5 dicembre 2017

MILANO: CERVELLI IN VENDITA

Cosa cerca chi si localizza qui


Sfumata l’occasione di Ema, pare riprenda l’attività del sindaco Beppe Sala per cercare aziende straniere che vengano a insediarsi in città. L’imprenditoria italiana latita. Direi che non passa settimana senza che ci sia qualche “buona” notizia: forse arriva una banca, forse una finanziaria, forse qualcuno che la Brexit ha convinto a trasferirsi, forse qualcuno che sta cercando un posto interessante per localizzarsi o per localizzare un suo ramo d’azienda. Vanno bene tutti? Qualunque cosa facciano? Di qualunque dimensione? Non ne sarei sicuro.

01editoriale40FBInnanzitutto bisognerebbe valutare quali sarebbero i vantaggi per la città, per quale segmento della sua popolazione, per quali delle attività già insediate e dunque valutare le cosiddette ricadute positive; sull’altro piatto della bilancia c’è quello che eventualmente queste aziende chiedono alla mano pubblica in cambio dei vantaggi promessi o supposti come aree a prezzi agevolati, supporti alla formazione del personale, insomma tutto quello che un’azienda può legittimamente pretendere da una città che ha interesse ad accoglierla.

Non da ultimo bisogna considerare quello che stiamo vendendo a un’azienda o a chiunque venga a Milano a svolgervi un’attività, dal professionista alla grande società, dal creativo al manutentore di servizi informatici: vendiamo il brand.

Come ben racconta Stefano Rolando proprio su queste pagine, noi dobbiamo esser molto attenti al nostro “brand” perché in realtà è quello che abbiamo da vendere, quello che mettiamo a disposizione di chi viene a Milano: un’immagine di città, un patrimonio di cultura e saperi, di storia, di tradizioni, di capacità manageriali, di intelligenza diffusa, di laboriosità e di buona qualità della vita. (Purtroppo non dell’aria: un problema che ci trasciniamo appresso senza aver fatto solo una piccolissima parte di quello che si dovrebbe. Un neo, questo sì.)

Pur essendo uno dei cosiddetti “beni” immateriali che il consumo non esaurisce, il brand di una città è invece limitato dalle dimensioni fisiche stesse della città, città che non può e non deve crescere indefinitamente, perché si scontrerebbe col problema di consumo del suolo oltreché con tutti i problemi di razionalità economica e di governabilità dei processi di trasformazione (che aumentano in maniera più che proporzionale rispetto alle dimensioni urbane). Del laissez faire in questo settore ne vediamo i risultati.

Dunque, visto che ogni nuovo arrivo si prende una parte del nostro brand, dobbiamo cercare di venderlo al meglio, ossia che porti benefici al maggior numero possibile di cittadini, che ne migliori la qualità della vita nel senso più esteso del termine: dal reddito procapite al soddisfacimento delle aspettative.
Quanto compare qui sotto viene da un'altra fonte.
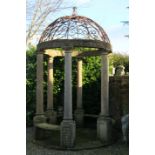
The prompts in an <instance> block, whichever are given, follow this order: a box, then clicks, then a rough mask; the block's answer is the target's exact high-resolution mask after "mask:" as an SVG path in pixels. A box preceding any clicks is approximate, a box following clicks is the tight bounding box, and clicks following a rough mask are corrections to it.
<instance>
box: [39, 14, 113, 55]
mask: <svg viewBox="0 0 155 155" xmlns="http://www.w3.org/2000/svg"><path fill="white" fill-rule="evenodd" d="M66 47H70V48H73V49H74V48H79V47H81V48H96V49H98V50H103V52H106V53H111V52H112V49H111V44H110V40H109V38H108V36H107V34H106V32H105V31H104V30H103V28H102V27H101V26H99V25H98V24H97V23H96V22H94V21H93V20H91V19H89V18H87V17H84V16H77V15H76V14H74V13H73V14H72V15H71V16H64V17H60V18H58V19H56V20H55V21H54V22H53V23H51V24H50V25H49V26H48V27H47V28H46V29H45V30H44V32H43V33H42V35H41V38H40V40H39V43H38V45H37V49H38V51H42V50H46V49H55V48H66Z"/></svg>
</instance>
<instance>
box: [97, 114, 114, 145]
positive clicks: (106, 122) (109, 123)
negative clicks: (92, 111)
mask: <svg viewBox="0 0 155 155" xmlns="http://www.w3.org/2000/svg"><path fill="white" fill-rule="evenodd" d="M111 127H112V121H111V119H110V118H109V117H104V116H99V118H98V119H97V137H98V138H99V139H100V140H101V141H102V142H103V143H108V142H110V141H111V138H112V137H111Z"/></svg>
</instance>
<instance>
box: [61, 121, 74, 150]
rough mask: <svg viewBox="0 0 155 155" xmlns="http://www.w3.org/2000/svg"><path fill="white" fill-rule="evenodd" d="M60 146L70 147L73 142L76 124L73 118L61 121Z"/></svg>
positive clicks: (64, 146) (73, 141) (73, 142)
mask: <svg viewBox="0 0 155 155" xmlns="http://www.w3.org/2000/svg"><path fill="white" fill-rule="evenodd" d="M60 131H61V146H62V147H64V148H72V147H73V146H74V144H75V135H76V126H75V122H74V121H73V120H63V121H62V122H61V128H60Z"/></svg>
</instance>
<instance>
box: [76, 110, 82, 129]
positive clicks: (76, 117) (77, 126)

Fino ad ora ogni annuncio di possibile nuovo arrivo era inesorabilmente accompagnato dalla frase di rito: ”porterà o genererà x posti di lavoro”. In genere qualche centinaio: numeri comunque non significativi per esempio rispetto ai 32.000 nuovi posti del 2016 generati dal traino della ripresa in Europa. Dunque la ciliegina dei nuovi posti di lavoro è un po’ striminzita.

Ma c’è anche il problema della qualità del lavoro, tema ricorrente, tra lavoro a chiamata, part-time, lavoro occasionale e tutte le tipologie inventate da chi crede realmente che la flessibilità totale del lavoro sia la panacea di tutti i mali dell’economia italiana.

Queste nuove aziende che vengono in Italia, che lavoro offriranno? Che lavoro vogliono?

Ho cercato la risposta sentendo un amico che opera in una grande società americana di consulenza aziendale e la risposta lapidaria è stata: “Senza scomodare complicati algoritmi, la fissazione dei ricercatori, Milano piace perché il mercato del lavoro, in particolare quello intellettuale, è molto flessibile, molto economico e competitivo: allora perché spingere i giovani italiani a venire da noi? Portiamo lì il lavoro. Tutto sommato conviene.”.

Aiutiamoli a casa loro! Ricorda nulla?

Cercare investitori per Milano non è cosa semplice se si ha una visione olistica della città e dei suoi bisogni, se il proprio orizzonte invece è quello di “avere visibilità” allora tutto diventa banale: ”Avanti il prossimo!”.